Medical treatments for gout attacks may include:
- Nonsteroidal anti-inflammatory drugs (NSAIDs): NSAIDs can help with both pain and inflammation of the joints. A person can take these within the first 24 hours of the gout attack to shorten the episode.
- Colchicine: This drug can help reduce some of the swelling and pain that a person may experience during a gout attack.
- Steroids: Corticosteroids, such as prednisone, methylprednisolone, and triamcinolone, may be beneficial for those who are unable to use NSAIDs. A doctor may deliver them via injection to a specific inflamed area, or they might recommend oral medication if the condition is affecting multiple joints.
There are no medications to dissolve CPPD crystals. However, a person can take NSAIDs and corticosteroids to reduce inflammation and pain. Colchicine can also help reduce the interaction between the crystals and the immune system.
A doctor may also insert a needle into the affected joint to remove the joint fluid. They can then inject a corticosteroid into the joint.
Once the initial gout attack has subsided, a healthcare professional may prescribe medications to reduce uric acid levels.
These medications include:
- febuxostat (Uloric) to reduce the amount of uric acid the body creates
- probenecid (Col-Benemid) to help the kidneys eliminate the uric acid
- allopurinol (Zyloprim), which also reduces the amount of uric acid the body creates
- pegloticase (Krystexxa), which can reduce the levels of uric acid quickly
A healthcare professional can administer pegloticase when other medications are ineffective.
It is possible that a person may notice an
With preventive medications, a person can completely dissolve any monosodium urate crystals and, therefore, stop gout from occurring in the future.
The time it takes for the drugs to eliminate the crystals can range between a few months and a few years.
At this time, there is no treatment that can dissolve the deposits of CPPD crystals in the body.
However, if a person experiences bouts of CPPD, a healthcare professional may recommend draining the synovial fluid to relieve pressure and reduce inflammation of the joint.
Surgery may also be an option if the joints become too damaged.
If a person is experiencing intense joint pain, they should contact a healthcare professional.
A person with fever and a joint that is painful and hot to the touch should seek immediate medical attention, as this combination of symptoms could indicate an infection.

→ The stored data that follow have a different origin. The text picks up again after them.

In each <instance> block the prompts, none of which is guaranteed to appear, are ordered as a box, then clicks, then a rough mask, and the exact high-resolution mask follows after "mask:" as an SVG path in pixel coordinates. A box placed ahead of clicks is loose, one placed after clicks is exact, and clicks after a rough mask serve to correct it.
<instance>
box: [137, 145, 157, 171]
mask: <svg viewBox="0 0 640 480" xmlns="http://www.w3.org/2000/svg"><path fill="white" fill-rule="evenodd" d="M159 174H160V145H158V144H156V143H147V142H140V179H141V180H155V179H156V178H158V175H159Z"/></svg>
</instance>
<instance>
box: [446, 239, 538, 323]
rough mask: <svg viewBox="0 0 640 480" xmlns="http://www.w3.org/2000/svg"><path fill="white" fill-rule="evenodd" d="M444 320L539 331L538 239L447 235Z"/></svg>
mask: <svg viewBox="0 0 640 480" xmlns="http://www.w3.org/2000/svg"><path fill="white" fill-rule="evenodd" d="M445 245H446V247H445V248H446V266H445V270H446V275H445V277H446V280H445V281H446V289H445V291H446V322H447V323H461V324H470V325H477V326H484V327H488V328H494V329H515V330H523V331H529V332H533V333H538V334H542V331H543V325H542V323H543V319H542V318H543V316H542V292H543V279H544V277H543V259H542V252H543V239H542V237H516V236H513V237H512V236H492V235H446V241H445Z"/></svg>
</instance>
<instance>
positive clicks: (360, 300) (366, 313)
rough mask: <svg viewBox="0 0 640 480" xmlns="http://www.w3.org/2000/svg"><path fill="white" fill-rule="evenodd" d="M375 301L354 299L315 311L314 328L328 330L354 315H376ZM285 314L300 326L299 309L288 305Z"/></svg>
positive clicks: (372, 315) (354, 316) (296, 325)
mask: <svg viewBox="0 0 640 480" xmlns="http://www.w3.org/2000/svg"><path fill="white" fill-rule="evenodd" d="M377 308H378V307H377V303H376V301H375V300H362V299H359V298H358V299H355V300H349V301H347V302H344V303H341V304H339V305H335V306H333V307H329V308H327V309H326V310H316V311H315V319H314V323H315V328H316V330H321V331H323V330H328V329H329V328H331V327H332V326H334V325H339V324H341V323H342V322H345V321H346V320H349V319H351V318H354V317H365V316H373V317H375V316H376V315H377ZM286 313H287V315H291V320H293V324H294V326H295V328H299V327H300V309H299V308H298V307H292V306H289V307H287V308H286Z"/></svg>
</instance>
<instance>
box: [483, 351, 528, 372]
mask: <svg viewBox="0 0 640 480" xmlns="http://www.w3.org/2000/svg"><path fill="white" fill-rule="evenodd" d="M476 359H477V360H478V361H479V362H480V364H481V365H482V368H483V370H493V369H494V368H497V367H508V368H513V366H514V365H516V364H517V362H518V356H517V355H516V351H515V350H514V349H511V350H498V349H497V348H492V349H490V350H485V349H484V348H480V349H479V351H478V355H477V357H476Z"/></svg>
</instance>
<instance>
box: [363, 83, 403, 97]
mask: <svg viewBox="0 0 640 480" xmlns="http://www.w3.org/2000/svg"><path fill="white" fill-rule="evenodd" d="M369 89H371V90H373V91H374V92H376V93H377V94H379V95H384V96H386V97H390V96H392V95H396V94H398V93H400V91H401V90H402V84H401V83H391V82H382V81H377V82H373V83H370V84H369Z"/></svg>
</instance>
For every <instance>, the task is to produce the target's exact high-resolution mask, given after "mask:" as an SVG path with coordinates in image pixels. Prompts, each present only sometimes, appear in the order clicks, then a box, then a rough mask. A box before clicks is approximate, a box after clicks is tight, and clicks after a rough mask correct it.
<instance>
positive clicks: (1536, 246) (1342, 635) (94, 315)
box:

A doctor may refer a person to see a specialist called a rheumatologist. The rheumatologist may diagnose gout or CPPD based on the symptoms a person is experiencing and the appearance of their joints. They may also carry out some tests, including:
- Joint fluid test: This test involves removing some of the fluid from the affected joint to look for crystals under a microscope.
- Blood test: The doctor may wish to check the levels of uric acid and other electrolytes, such as calcium, phosphate, and magnesium, in the blood. They will also measure kidney function.
- Ultrasound: These can help locate crystals within or around the joints.
- X-ray: This test can rule out any other causes of inflammation.
Gout and CPPD occur when crystals form and lead to joint pain and inflammation.
Gout crystals form due to a buildup of uric acid, while CPPD crystals form due to an accumulation of calcium pyrophosphate.
Both conditions can cause similar symptoms, including joint pain, swelling, and inflammation. The affected joint or joints will also be warm to the touch.
A person can treat gout and CPPD episodes using NSAIDS and ice packs. A doctor will likely also prescribe medications to help stop gout from reoccurring.
Although there is no way to dissolve CPPD crystals, draining the fluid around the joints can relieve pressure and inflammation.